While WWII was still in progress, both the British and Americans took extensive steps to protect their own artistic heritage. In Britain, warned by the depredations of the art of France by the Germans and in order to avoid the blitz on London, the British moved much of their museum and art inventories to castles in Wales and the north. Meanwhile in the US, the holdings of the museums of NYC and Washington were en route to the hinterland, to large houses in western Pennsylvania and further afield. Luckily the vast bulk of this materiel was protected and saved and returned in due course undamaged.

The US, aware of the danger to the treasures of Europe from their bombing, after much discussion established a group of experts who were assigned to each Army group, who would move with them once the invasion of Europe began. Because of the desire to protect monuments, these men were called "the Monuments Men." Their first attempt to produce maps with monuments shown on them was a failure, they were shipped to Italy and captured by the Germans, who had no idea what they were for and dumped them. The first test of the Monuments Men was in the invasion of Sicily, but so much went wrong there that it could only be called a learning experience under fire. For the most part the Germans stole and removed all valuable objects and destroyed much else, while the Americans and allies had little idea what they were supposed to be doing.

The first real test came in Italy, as the Allies gradually fought their way north and the Germans slowly gave way. In the chaos that ensued the movement and re-movement of the treasures of Rome and Florence in particular was like a dance without a choreographer. Some Germans tried their best to keep the treasures of Italy in Italy, while some, including the SS, tried as hard as they could to find their hiding places and transport them north. Much of the art of Rome ended up in the Vatican that was officially neutral, and much of the art of Florence ended up in minor stately homes and even in garages. It was a very mixed picture, often priceless treasures were strewn around with garbage and used for tables, but after all was said and done some 98% of the art of Florence was found intact. Almost all of it was returned amid great pomp to its owners, for which the Italian people were very grateful to the Allied forces.

The Allied invasion of France resulted in an even more chaotic situation. As the German Army retreated in France they sometimes destroyed everything, including burning down Chateaux filled with artworks, sometimes looted, and sometimes left things untouched. Similarly the advancing Allied soldiers were not averse to pilfering valuable artworks, which they shipped back home. As well as the Nazis in France moving their art spoils to the Fatherland, as the Russians approached from the East and the Americans and British from the West, within Germany artworks were moved and moved again, both away from the Russians and from the Americans. Much of it, including stolen objects from Jewish and other sources mixed in amongst them, were hidden in the salt mines in southern Germany and Austria, where the conditions of humidity and temperature were right for their storage. In addition, most of the Castles (Schloss) were completely full of stolen art works.

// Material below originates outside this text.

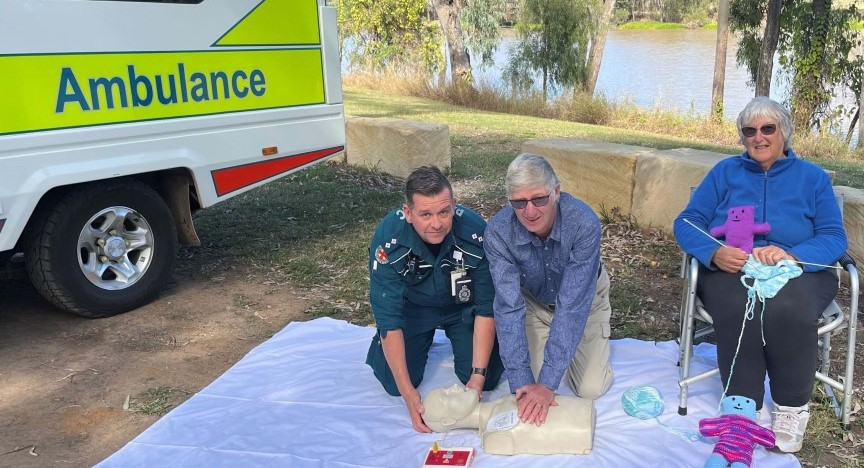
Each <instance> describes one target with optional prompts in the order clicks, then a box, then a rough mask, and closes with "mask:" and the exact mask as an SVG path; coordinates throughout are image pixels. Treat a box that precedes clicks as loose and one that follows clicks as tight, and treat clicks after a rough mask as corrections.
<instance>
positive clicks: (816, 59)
mask: <svg viewBox="0 0 864 468" xmlns="http://www.w3.org/2000/svg"><path fill="white" fill-rule="evenodd" d="M767 4H768V1H767V0H732V3H731V7H730V25H731V27H732V29H733V30H734V31H735V34H736V35H737V36H738V38H739V47H738V56H737V59H738V63H739V64H741V65H744V66H746V67H747V69H748V71H749V72H750V76H751V80H752V81H753V82H755V80H756V75H757V71H758V63H759V54H760V49H761V45H762V41H763V37H762V34H763V32H762V19H763V17H764V16H765V12H766V8H767ZM860 19H861V15H860V12H859V11H858V10H857V8H856V7H855V4H854V2H853V3H848V4H847V5H846V6H842V7H839V6H835V5H833V3H832V1H831V0H784V2H783V9H782V12H781V15H780V35H779V40H778V44H777V53H778V58H779V65H780V68H781V74H782V76H784V77H786V79H788V80H789V83H790V86H789V89H790V95H789V96H788V100H789V104H790V107H791V109H792V115H793V119H794V121H795V125H796V127H798V128H821V127H824V126H825V125H826V124H830V123H831V122H832V121H833V120H834V117H836V115H835V113H836V112H832V110H831V109H829V103H830V100H831V97H832V94H833V93H834V92H835V91H836V90H839V89H841V88H843V87H844V86H845V87H848V89H849V90H851V91H852V92H853V93H855V95H857V94H858V93H859V91H860V89H861V71H862V65H864V62H862V60H861V56H860V55H855V53H856V52H857V48H858V46H859V42H860V39H859V38H858V34H857V32H856V31H854V30H852V29H851V23H852V22H854V21H859V20H860Z"/></svg>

Because of the meticulous notes kept by Madame Valland of the Jeux de Paume gallery in Paris, the Monument Men had a list of German sites to which most of the art works had been shipped. One of them was the Neuschwanstein Schloss hoard containing the cream of French art including the impressionists and thousands of other paintings. In a vault behind a hidden steel door were boxes containing the stolen Rothschild jewelry and thousands of pieces of silver stolen from French Jewish collectors. The Monuments Men were able to post guards there to make sure none of it disappeared. In an adjoining room was a master list containing 20,000 entries each representing a stolen item. In another hoard they found the original compositions of Beethoven's symphonies. Tons of gold bars from the German national gold reserves and 400 tons of art from the Berlin museums was stashed In a salt mine. This required a major military convoy to take to a safe location in the rear.

According to the laws of war all this "loot" became the property of the US Government and could only be returned to other sovereign Governments, not directly to individuals. During the chaos of war so much had been looted, stolen and lost that to recover anything was considered a success. One French Jewish collector who survived the war in the US recovered 400 paintings out of 14,000 items that he had had in his collection. The art and culture of Europe had been dispersed and intermingled, yet much that was most important had miraculously survived intact.